Job Scheduling
Job Scheduling
Important Tips:
Avoid Running Jobs on the Login Nodes
Please DO NOT use the login-node (e.g. hpc1 or hpc2) for running your jobs. Always use the "sbatch" command to run your jobs. If you are using interactive job submission -- running graphics (e.g. MATLAB), scripts, and other STDIO -- use the command "srun --x11 --pty bash" which assigns you a compute node. Jobs running on the login-node will be killed. If you have already run your job, cancel it using command "kill <PID>". You can get PID by running command "top" at login-node. For killing all processes use:
kill -9 `ps -ef | grep <caseID> | grep -v grep | awk '{print $2}'`
Job Locations
Running the jobs regularly is done on the scratch space ($PFSDIR), instead of your home directory. The home directory is limited by the group storage quota, which can cause jobs to stop prematurely when running out of space. If the jobs also require high Input/Output processes, your home directory access might be impacted.
Each group has storage quota limits. To find more information about storage limits and disk usage please refer to Storage & Quota.
On GPU nodes , we provide fast SSD drives for scratch space. On Rider cluster, use $TMPDIR for gpu2v100, gpu4v100 and gpu2080 nodes. On Markov cluster, use /mnt/fs1 as the scratch space.

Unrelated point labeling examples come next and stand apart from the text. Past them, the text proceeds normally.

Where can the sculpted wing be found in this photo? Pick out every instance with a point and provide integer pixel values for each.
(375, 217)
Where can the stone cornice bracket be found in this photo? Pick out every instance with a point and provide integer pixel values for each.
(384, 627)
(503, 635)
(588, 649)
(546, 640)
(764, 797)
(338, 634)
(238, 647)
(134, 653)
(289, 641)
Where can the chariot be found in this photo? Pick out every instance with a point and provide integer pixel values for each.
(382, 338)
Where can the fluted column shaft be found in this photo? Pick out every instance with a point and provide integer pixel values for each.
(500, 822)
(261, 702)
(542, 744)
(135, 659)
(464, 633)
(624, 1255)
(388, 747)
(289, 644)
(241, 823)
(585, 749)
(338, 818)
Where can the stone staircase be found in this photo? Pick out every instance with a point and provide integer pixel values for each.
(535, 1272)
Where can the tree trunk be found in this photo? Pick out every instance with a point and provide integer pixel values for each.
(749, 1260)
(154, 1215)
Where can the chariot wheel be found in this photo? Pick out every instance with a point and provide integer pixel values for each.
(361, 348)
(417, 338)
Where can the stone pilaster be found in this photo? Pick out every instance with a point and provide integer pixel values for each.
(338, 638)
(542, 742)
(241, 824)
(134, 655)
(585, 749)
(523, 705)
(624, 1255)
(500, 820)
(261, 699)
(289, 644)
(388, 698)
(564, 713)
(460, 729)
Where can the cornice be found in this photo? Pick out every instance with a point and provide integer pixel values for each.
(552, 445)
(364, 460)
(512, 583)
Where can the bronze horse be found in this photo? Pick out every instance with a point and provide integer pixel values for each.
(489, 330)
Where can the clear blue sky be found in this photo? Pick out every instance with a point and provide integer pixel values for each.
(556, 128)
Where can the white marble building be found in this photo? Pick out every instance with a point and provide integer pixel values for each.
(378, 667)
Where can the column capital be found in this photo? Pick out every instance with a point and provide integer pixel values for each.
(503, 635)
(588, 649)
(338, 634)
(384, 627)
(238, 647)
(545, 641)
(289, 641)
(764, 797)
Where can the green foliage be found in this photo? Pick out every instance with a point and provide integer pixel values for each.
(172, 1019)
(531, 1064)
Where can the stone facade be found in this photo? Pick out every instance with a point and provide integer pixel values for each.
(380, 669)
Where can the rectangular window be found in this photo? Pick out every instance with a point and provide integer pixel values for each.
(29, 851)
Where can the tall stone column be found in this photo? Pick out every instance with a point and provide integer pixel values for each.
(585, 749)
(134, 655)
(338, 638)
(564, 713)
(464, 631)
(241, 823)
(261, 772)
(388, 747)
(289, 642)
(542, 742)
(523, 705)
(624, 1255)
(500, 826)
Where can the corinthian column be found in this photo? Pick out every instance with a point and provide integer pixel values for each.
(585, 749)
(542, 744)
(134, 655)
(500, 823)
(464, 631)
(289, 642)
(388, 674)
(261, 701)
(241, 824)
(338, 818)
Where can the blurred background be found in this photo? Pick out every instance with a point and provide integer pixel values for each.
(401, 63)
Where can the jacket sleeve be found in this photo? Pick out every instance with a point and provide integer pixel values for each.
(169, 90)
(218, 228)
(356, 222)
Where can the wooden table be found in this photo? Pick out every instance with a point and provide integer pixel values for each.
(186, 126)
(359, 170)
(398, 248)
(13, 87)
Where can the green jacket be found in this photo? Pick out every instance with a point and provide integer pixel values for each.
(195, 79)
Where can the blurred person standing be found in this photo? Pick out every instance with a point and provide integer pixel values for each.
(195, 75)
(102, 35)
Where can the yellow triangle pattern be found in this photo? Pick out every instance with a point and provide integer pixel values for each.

If your job creates a large number of output files, or you have a case where the number of files in a directory is huge, please follow the Panasas Storage Guideline for Huge Directory.
Node Partitions
We have batch, smp, and gpu queues or node partitions.
Additional node features (with "-C") can be included in the job request to classify the nodes requested further.
See the HPC Resource View for which nodes belong to each partition and features.